King Cake Recipe

30 Steps to make a King Cake
  1. Scaling: Weighing the ingredients.
  2. Mixing: Very important in the dough's development.
  3. First Fermentation or Proofing: Develops the dough's flavor and texture.
  4. Chunking: The proofed dough is cut into 20 pound chunks.
  5. Blocking: The chunked dough is formed into a rectangle block.
  6. Cold Proof: The dough blocks are rested in the cooler for a secret amount of time to chill the dough for easier king cake make up and to further develop the flavor.
  7. Sheeting: The dough block is sheeted into a long uniform dough sheet.
  8. Butter: Dianne's King Cakes uses real butter and secret flavorings to help moisten the dough and add flavor.
  9. Make Cinnamon Sugar: Mix cinnamon and sugar formula.
  10. Apply Cinnamon Sugar: We apply the cinnamon sugar because that’s next!
  11. Stripping: The dough sheet is cut into two to three long strips.
  12. Folding: The long strips are folded in thirds to form long king cake bands with the butter and sugar enclosed inside the dough.
  13. Dividing: The long strips are then cut into king cake lengths.
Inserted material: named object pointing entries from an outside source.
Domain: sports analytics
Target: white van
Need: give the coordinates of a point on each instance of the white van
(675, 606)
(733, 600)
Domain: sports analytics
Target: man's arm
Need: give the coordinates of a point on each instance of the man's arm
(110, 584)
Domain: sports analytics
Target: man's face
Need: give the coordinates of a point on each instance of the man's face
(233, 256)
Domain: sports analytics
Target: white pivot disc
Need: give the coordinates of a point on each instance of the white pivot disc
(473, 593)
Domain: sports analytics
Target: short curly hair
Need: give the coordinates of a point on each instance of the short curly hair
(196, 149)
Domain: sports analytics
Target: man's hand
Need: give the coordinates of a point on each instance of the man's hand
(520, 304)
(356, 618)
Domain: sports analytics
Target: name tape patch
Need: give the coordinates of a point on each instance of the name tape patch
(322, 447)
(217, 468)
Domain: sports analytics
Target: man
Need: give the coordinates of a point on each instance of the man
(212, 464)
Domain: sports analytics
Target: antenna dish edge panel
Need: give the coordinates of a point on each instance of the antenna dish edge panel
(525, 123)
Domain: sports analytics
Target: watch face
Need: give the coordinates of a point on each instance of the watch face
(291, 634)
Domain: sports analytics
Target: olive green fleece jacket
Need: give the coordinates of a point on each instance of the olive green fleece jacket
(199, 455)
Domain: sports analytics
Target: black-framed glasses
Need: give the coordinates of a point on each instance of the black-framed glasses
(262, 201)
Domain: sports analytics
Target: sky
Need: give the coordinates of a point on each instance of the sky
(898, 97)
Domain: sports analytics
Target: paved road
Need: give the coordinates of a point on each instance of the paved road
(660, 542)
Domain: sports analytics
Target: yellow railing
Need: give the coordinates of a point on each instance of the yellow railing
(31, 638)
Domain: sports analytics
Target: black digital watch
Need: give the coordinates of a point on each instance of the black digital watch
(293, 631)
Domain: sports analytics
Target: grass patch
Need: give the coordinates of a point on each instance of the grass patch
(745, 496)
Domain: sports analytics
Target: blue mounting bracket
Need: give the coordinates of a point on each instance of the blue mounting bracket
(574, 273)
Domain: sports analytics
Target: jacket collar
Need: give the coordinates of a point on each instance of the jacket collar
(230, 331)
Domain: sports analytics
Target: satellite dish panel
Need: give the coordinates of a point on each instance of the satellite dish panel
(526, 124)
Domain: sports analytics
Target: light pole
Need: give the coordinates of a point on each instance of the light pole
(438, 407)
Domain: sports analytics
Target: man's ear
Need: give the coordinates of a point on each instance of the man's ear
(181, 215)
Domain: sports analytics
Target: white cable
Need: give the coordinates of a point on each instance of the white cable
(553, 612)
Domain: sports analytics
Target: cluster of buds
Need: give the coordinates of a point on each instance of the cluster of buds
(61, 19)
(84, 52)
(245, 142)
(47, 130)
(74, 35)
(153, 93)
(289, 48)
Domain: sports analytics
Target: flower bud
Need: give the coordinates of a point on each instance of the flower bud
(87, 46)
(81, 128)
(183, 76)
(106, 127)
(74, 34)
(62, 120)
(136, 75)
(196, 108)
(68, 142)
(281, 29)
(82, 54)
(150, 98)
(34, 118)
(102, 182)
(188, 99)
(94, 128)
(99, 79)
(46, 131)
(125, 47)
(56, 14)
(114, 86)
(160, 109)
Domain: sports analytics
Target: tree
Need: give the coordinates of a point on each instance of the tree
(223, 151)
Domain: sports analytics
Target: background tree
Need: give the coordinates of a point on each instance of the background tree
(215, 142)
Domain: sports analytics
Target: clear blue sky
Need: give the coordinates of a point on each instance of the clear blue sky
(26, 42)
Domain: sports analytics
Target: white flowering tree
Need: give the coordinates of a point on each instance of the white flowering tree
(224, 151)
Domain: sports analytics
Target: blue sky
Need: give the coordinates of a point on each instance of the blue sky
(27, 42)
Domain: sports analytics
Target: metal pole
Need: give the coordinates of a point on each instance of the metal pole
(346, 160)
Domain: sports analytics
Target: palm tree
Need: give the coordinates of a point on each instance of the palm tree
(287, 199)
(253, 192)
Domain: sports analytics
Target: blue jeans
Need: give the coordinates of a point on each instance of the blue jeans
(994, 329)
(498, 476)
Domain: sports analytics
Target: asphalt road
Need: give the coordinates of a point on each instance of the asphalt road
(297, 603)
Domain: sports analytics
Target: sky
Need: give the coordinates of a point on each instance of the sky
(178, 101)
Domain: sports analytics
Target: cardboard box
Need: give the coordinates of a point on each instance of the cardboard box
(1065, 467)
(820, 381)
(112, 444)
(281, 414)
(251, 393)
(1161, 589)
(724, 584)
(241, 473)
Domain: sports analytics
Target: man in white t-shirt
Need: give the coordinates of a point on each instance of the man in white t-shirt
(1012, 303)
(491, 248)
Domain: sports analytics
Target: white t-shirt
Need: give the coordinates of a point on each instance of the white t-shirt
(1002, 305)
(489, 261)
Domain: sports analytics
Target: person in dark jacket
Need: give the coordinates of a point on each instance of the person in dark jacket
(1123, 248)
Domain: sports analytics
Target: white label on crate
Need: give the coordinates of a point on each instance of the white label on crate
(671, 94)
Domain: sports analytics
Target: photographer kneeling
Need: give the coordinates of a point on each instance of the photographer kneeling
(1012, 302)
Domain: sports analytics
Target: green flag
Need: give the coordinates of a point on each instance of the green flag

  14. Braiding: The dough strips are cut into three strips and braided
  15. Shaping: the braided dough is shaped into a king cake an put on pans.
  16. Cold Proof #2: The shaped doughs are cold proofed a secret amount of time to further develop its flavor and texture.
  17. Warm Proofing: The cold king cakes are proofed in a warm moist cabinet electronically controlled to within a 1% variance of a secret temperature and precise humidity for an exact amount of time.
  18. Make Fillings: Mix all the different fillings.
  19. Fill: the Filled King Cakes
  20. Cooking: Bake in a revolving oven with forced air to cook the cakes evenly all over for a secret amount of time.
  21. Make the Secret Glaze: It's a secret!
  22. Apply Glaze: The warm cakes are sprayed with the secret formula.
  23. Boarding: The cakes are placed on boards.
  24. Baby Insertion:Place plastic baby in a secret spot
  25. Make the Icing
  26. Apply Icing: The cakes are iced by hand.
  27. Sprinkles: The cakes are sprinkled with colored toppers.
  28. Drying: King cakes are placed in racks to dry.
  29. Bagging and Closing
  30. Boxing: This includes applying labels, enclosing beads, cups, and doubloons and history, and securing the box with tape for shipping.